L’UE à propos de Beyrouth : “C’est ce qui arrive quand on ne privatise pas ses ports”
Mercredi, l’explosion d’un entrepôt contenant 2 750 tonnes de nitrate d’ammonium (un produit chimique utilisé notamment comme engrais par l’agro-industrie) dans le port de la capitale libanaise a causé la mort de plus de 100 personnes et laissé des milliers de blessés ou de sans-abris. Pourtant, au sein de la Commission Européenne, il semblerait que l’émotion soit déjà passée. Thierry Breton, le Commissaire Européen au Marché Intérieur, a rappelé que “cela ne serait jamais arrivé si les libanais avaient privatisé leurs infrastructures portuaires”.
“Vinci sera toujours plus compétent que n’importe quel État pour gérer un bien rentable”
L’UE n’aime pas que les États interviennent dans l’économie. À tel point qu’elle incite depuis des années tous ses pays membres à se désengager des routes, autoroutes, barrages, ports et aéroports et de les confier au secteur privé. “C’est le seul qui est capable de gérer ça convenablement. Les pays de la zone Euro doivent se concentrer sur ce qui est vraiment important pour l’avenir du monde : créer plus de milliardaires, servir l’OTAN et renforcer l’hégémonie Américano-Saoudienne” confie Ursula von der Leyen, la Présidente de la Commission Européenne.
Mais rassurez-vous, la France fait figure de bonne élève. Les autoroutes ont déjà été privatisées. Les aéroports aussi (enfin presque : ceux de Lyon et de Toulouse ont déjà été vendu, la vente de ceux de Paris traînent un peu). La privatisation des barrages est en pourparlers. Et même les plages publiques ont été “confiées” aux groupes Eiffage et Vinci. Il y a donc peu de chances que l’Hexagone se retrouve un jour dans la même situation que son ancienne colonie, le Liban.
Si le Liban repasse sous mandat français, Paris devra démanteler de toute urgence tous les services publics
Excédés par la gestion calamiteuse du pays de leur classe dirigeante depuis des années, de nombreux Libanais ont lancé une pétition demandant que le Liban repasse sous “mandat français”. Rappelons en effet que le “pays des cèdres” a fait partie de l’Empire colonial Français de 1918 à 1946. Après la Première Guerre Mondiale, la SDN (Société des Nations, l’ancêtre de l’ONU) a confié l’administration de la Grande Syrie (Syrie et Liban actuels) à la France. Celle-ci appartenait auparavant à l’Empire Ottoman, grand perdant de la Guerre. Les Libanais semblent donc considérés que l’Hexagone aurait mieux géré leur pays que Michel Aoun (le président actuel) et le Hezbollah.

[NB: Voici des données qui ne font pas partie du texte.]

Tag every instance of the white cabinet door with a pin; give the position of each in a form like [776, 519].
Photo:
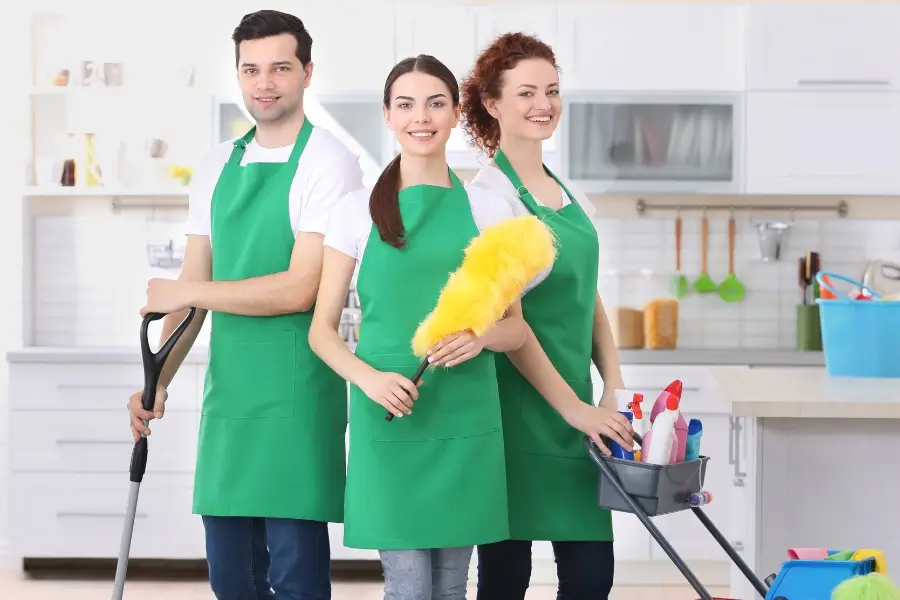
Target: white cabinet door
[618, 47]
[343, 61]
[823, 46]
[683, 529]
[822, 143]
[449, 33]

Si cette pétition devait aboutir, alors Paris promet une gestion du pays en “bon père de famille”. “Nous ferons exactement la même chose à Beyrouth que ce que nous faisons chez nous depuis des années”, assure Jean-Yves Le Drian, le Ministre des Affaires Étrangères français. “Nous allons découper un à un tous les services publics et les biens Étatiques, pour les confier à de grands chefs d’entreprise”. D’ailleurs, Bruno Le Maire, que l’on sait être un grand amoureux des privatisations, serait pressenti pour prendre la suite d’Hassan Diab en tant que Premier Ministre du Liban.